Frère Adrien Candiard: L’action de Dieu est celle de la victoire sur le mal qui prendra une forme définitive et complète, mais qui est déjà à l’œuvre. La première manière qu’a Dieu de sauver, c’est de se révéler. De révéler la réalité de son amour, ce à quoi le cœur humain aspire. Cette manière de sauver en révélant qui il est, en révélant son amour infini et inconditionnel pour chacun, peut à la fois provoquer la joie chez ceux qui l’accueillent et, en même temps, provoque – et a toujours provoqué – le rejet et la violence. C’est le cas depuis la venue du Christ, qui est mis en croix précisément parce qu’il annonce l’amour de Dieu donné à tous sans condition.
Cette contradiction n’est pas près de disparaitre. Le christianisme n’est pas une théorie sur l’histoire qui, par optimisme, imaginerait que tout va aller toujours pour le mieux, tout va progresser au fur et à mesure que la révélation est annoncée dans le monde. Au contraire, plus la révélation est reçue et plus progressent, en même temps, et le bien et le mal.
Le Verbe: On doit vivre avec?
Frère Adrien Candiard: «Vivre avec» pourrait signifier un fatalisme un peu résigné. Je n’y crois pas du tout. Il faut lutter contre le mal. Il ne faut pas s’y faire. Abstraitement, le mal, cela n’a pas l’air si mal. Toutefois, lorsqu’il s’agit de gens qui meurent, de souffrance, de cruauté, il faut tout faire pour lutter contre le mal. En revanche, dans cette action de lutter contre le mal, il ne faut pas s’imaginer que notre action associative, politique va suffire à éradiquer le mal. Justement, toute la difficulté de l’action humaine, c’est d’avoir l’humilité d’agir quand même. Cette action peut quand même faire du bien.
Le Verbe: Vous employez les verbes lutter et agir. Donc les chrétiens, face à la crise écologique, sont invités à lutter et à agir?
Frère Adrien Candiard: Bien sûr! De la même façon que la certitude de la vie éternelle n’a jamais poussé les chrétiens à se désintéresser de la vie sur terre ou encore à prôner le suicide collectif. De toute façon, nous avons à prendre soin de la création, non pas parce qu’elle serait une espèce de dieu éternel et notre seul espoir. Non, notre seul espoir, ce n’est pas la création, mais c’est le Créateur. Nous avons d’autant plus à prendre soin de la création que nous en faisons et que cette création est le terrain, le lieu de ce travail de gestation du Royaume de Dieu.
Le Verbe: Quel message avez-vous à donner aux adolescents d’aujourd’hui?

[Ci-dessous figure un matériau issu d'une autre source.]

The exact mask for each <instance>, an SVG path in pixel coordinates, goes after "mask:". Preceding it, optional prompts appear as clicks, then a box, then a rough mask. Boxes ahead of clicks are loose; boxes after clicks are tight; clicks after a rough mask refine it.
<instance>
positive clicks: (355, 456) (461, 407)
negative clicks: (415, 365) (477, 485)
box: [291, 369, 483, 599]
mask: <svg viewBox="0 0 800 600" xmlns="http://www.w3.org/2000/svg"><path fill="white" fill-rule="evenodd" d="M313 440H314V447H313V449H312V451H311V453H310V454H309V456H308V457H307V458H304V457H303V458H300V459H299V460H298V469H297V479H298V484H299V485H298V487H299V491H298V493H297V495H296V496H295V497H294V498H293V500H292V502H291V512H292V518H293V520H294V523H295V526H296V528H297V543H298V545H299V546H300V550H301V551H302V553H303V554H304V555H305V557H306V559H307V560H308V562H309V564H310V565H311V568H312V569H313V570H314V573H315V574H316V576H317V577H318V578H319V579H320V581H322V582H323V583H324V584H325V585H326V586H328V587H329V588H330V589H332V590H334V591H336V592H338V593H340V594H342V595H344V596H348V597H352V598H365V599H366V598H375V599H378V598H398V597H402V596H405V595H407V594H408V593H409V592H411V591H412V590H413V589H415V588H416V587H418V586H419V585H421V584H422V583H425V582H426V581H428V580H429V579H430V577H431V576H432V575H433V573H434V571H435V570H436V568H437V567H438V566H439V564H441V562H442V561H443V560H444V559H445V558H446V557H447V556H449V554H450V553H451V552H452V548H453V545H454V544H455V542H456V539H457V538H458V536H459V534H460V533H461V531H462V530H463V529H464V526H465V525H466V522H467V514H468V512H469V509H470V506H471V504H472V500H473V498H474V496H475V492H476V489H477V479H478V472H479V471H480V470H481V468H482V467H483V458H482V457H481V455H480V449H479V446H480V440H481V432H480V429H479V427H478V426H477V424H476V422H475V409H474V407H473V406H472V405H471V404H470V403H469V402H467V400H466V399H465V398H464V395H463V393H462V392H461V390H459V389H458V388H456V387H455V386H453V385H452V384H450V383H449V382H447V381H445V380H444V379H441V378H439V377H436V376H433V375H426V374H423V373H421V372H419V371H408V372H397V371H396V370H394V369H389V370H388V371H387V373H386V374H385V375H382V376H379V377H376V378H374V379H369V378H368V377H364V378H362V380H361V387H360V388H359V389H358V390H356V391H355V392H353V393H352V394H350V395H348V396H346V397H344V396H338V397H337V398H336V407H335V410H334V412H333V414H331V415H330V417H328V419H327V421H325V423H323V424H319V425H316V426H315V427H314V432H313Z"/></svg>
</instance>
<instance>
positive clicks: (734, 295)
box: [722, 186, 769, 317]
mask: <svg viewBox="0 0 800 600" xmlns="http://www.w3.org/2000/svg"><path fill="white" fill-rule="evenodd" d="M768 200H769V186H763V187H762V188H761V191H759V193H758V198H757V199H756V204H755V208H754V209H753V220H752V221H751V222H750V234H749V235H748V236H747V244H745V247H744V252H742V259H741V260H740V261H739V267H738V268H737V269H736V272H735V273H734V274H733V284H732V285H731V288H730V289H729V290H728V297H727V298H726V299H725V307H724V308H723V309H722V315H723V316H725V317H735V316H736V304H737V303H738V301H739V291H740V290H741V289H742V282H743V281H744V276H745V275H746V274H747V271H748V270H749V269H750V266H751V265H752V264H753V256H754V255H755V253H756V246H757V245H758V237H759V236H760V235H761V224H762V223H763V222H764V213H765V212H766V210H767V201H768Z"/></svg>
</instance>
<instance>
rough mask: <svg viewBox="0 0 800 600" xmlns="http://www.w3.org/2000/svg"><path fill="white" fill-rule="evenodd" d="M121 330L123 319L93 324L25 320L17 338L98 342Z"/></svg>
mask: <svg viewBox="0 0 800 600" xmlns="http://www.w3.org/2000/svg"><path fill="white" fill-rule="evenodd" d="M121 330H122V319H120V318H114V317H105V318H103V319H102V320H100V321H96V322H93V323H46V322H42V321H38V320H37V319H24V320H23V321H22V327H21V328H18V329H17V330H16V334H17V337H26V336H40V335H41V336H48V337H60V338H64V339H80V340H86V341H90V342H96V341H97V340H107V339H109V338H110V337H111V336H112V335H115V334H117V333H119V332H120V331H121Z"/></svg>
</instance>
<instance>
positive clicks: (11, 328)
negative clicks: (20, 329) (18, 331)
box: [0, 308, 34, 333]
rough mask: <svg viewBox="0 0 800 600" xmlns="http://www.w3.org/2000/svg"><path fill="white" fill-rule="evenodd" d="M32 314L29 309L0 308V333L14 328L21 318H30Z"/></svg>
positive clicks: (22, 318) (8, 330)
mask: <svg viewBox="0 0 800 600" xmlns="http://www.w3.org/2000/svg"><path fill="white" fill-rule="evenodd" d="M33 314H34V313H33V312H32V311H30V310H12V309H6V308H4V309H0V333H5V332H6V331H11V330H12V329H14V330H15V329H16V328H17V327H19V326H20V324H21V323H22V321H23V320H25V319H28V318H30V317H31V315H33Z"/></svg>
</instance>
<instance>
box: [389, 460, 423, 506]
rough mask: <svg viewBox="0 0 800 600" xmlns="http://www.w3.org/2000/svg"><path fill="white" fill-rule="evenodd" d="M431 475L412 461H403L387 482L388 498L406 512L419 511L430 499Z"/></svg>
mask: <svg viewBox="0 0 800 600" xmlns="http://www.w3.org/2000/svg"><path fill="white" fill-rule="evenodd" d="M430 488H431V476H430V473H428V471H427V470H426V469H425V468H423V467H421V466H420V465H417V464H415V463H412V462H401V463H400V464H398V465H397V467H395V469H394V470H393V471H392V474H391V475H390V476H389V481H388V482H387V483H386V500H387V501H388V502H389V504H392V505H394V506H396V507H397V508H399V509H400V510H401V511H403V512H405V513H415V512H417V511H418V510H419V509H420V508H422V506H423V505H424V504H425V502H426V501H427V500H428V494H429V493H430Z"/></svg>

Frère Adrien Candiard: N’ayez pas peur! Ce n’est pas moi qui le dis, c’est la bible. Elle ne le dit pas simplement comme une injonction, un commandement qui ne servirait à rien. Elle le dit en nous apportant des raisons de ne pas avoir peur, des raisons d’avoir confiance. Non pas dans le résultat de nos actions, non pas dans l’Église qui a toujours raison. Elle nous demande d’avoir confiance en Dieu et de croire que le mal a été battu.